Lincoln: A Very Short Introduction, Allen C. Guelzo, Oxford University Press, 145 pp., 2 maps, ten photographs, index, bibliography, 2009, $11.95.
Abraham Lincoln is one of five Americans who are known on every continent of the planet earth. Allen Guelzo considers Lincoln's beliefs regarding seven essential issues being contested during the mid-19th century. The limits of equality, the possibility of advancement, the nature of law, the hazards of liberty, the importance of debate in a democratic republic, the emancipation of slaves, and the terms of reunion in order to end of the war.
Experiments in establishing democratic republics during this era had failed with the exception of the United States of America. During the 1850s it became apparent that this government was on the brink of collapse. The possibility of all men being equal was put at risk by the presence of slavery. The opportunity of all men to rise, economically and socially, was in conflict with the right to hold property in the form of slaves. Lincoln tailored and tempered his ambitions to rise in the frontier environment of a capitalistic, democratic republic. His advancement came though agriculture, transportation, retail work, military life, the practice of law and participation in local, state and national politics. Rejecting farm work, he embraced Mississippi River and Indiana commerce, militia leadership during the Black Hawk War, the bar and legislative election campaigns.
In his law practice he represented both masters and runaway slaves. The natural rights of life, liberty and the pursuit of happiness, among others, were for Lincoln in direct conflict and contradicted by slavery. Hammered out in political debate, Lincoln's understanding of these natural rights were honed by his service in the courtrooms, the federal House of Representatives and the Presidency. The necessity of emancipation and the possibility of reuniting the states perplexed Lincoln.

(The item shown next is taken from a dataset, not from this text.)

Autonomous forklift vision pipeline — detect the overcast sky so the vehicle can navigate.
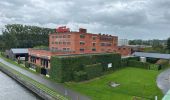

Guelzo, Gettysburg College professor and preeminent Lincoln scholar, carefully describes Lincoln's beliefs and their context within post-revolutionary America and Europe. In clear and concise language, the author clarifies what Lincoln believed, thought and practiced. The Old Testament declares that out of the heart flows the issues of life. Guelzo's very short introduction to Lincoln's beliefs and his struggle to conform his life's work to them is a thought provoking revelation for 21st century readers.
Lincoln: A Very Short Introduction, is one of over 200 Very Short Introductions offered by Oxford University Press. CWL recommends this series; it well rewards the brief amount of time it takes to read one of the series. Curious about Freud, Jung, Islam, History, Dreaming, or the American Presidency? There is a Very Short Introduction for you.